The permits have been issued in an area where the local people have not previously shown much support for the ruling government and this, given the timing, suggests that vote-buying, rather than conservation, is the motive behind the move.
“The last time hunting permits were issued for these desert elephants was also right before elections,” says a prominent conservationist who prefers to remain nameless. “The local communities will receive the meat from the kill, as well as money for the hunting permits, which they sell on to professional hunters. But the irony is that, spread across everyone in these communities, each person will receive only the tiniest amount of food and money. Word from those in the know is that these orders came directly from the top – in other words, the politicians are overriding government conservationists.”

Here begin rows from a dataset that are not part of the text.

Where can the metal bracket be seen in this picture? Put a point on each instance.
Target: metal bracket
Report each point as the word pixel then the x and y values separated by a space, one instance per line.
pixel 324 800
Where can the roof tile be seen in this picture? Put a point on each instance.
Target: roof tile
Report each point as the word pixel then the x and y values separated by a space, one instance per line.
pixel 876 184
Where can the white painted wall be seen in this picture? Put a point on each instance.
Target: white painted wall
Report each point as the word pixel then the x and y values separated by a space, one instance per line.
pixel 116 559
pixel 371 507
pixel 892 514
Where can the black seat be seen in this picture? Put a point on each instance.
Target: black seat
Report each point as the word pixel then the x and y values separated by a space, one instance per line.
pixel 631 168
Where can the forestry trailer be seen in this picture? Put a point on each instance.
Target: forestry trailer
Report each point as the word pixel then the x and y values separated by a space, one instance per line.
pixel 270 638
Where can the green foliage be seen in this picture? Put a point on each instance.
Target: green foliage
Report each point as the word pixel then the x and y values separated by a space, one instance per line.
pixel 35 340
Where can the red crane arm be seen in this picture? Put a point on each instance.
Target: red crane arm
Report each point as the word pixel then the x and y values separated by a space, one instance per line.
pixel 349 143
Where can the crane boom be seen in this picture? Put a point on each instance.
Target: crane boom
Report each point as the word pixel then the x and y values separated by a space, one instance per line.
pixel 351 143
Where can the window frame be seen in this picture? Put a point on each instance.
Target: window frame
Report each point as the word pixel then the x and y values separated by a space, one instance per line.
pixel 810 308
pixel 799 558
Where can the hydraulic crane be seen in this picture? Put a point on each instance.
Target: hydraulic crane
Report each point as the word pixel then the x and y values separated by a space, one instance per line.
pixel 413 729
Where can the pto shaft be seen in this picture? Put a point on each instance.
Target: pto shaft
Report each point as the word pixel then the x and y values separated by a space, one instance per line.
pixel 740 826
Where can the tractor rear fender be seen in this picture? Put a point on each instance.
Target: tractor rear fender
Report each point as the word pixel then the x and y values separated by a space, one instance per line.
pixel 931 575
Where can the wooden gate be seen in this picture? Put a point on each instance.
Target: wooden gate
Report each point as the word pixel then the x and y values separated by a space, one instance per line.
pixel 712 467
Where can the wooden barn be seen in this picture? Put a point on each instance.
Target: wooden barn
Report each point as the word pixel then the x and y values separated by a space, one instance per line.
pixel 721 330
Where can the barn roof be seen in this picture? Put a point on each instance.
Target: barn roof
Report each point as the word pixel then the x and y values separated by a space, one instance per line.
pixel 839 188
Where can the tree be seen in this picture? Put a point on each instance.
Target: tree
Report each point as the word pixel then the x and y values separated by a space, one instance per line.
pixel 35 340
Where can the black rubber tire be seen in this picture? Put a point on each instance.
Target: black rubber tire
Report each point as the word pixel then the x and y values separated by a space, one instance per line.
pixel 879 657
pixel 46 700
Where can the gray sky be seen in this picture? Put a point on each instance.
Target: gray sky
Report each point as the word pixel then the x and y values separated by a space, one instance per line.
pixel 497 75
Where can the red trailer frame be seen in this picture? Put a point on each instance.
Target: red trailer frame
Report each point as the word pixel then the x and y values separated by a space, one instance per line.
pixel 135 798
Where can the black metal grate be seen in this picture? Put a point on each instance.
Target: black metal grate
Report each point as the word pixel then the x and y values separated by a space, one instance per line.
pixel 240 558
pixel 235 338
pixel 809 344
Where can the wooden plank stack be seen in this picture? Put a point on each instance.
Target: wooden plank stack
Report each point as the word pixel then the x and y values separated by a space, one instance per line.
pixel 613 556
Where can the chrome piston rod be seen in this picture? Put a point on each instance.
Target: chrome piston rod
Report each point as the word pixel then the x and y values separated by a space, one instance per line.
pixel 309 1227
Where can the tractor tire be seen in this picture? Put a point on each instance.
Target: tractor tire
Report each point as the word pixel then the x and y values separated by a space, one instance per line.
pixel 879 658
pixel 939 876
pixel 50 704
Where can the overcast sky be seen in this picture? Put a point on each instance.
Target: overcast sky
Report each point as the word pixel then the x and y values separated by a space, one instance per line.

A spokesperson for the Namibian Ministry of Environment and Tourism (MET), Romeo Muyunda, yesterday confirmed the that the permits had been issued saying, “The local people need to benefit from the elephants in some way or another, or they will begin poaching them,” but declined to comment further.
The Namibian desert elephants are one of only two remaining populations in the world, the other of which is found in Mali.
Current figures for remaining desert elephants in Namibia vary dramatically between government and independent sources. While an aerial census conducted by the government in the Western Desert two years ago recorded 388 desert elephants, independent conservationists estimate the true figure is far lower – less than one hundred – and the Kunene Regional Ecological Assessment of March/April 2013 counted a mere 53 elephants in the region.
What is clear is that their numbers have dropped dramatically in recent years, and a 2012 research report by the NGO Desert Elephant Conservation stated that “there are now fewer elephants than the number documented by Dr P.J. Viljoen at the height of poaching and drought during the war years of the early 1980s”. While genetically identical to savannah elephants, desert elephants are uniquely adapted to life in regions that receive 100mm or less annual rainfall They are a gravely endangered group that deserves to be fiercely protected by the Namibian government, rather than sacrificed for a few votes.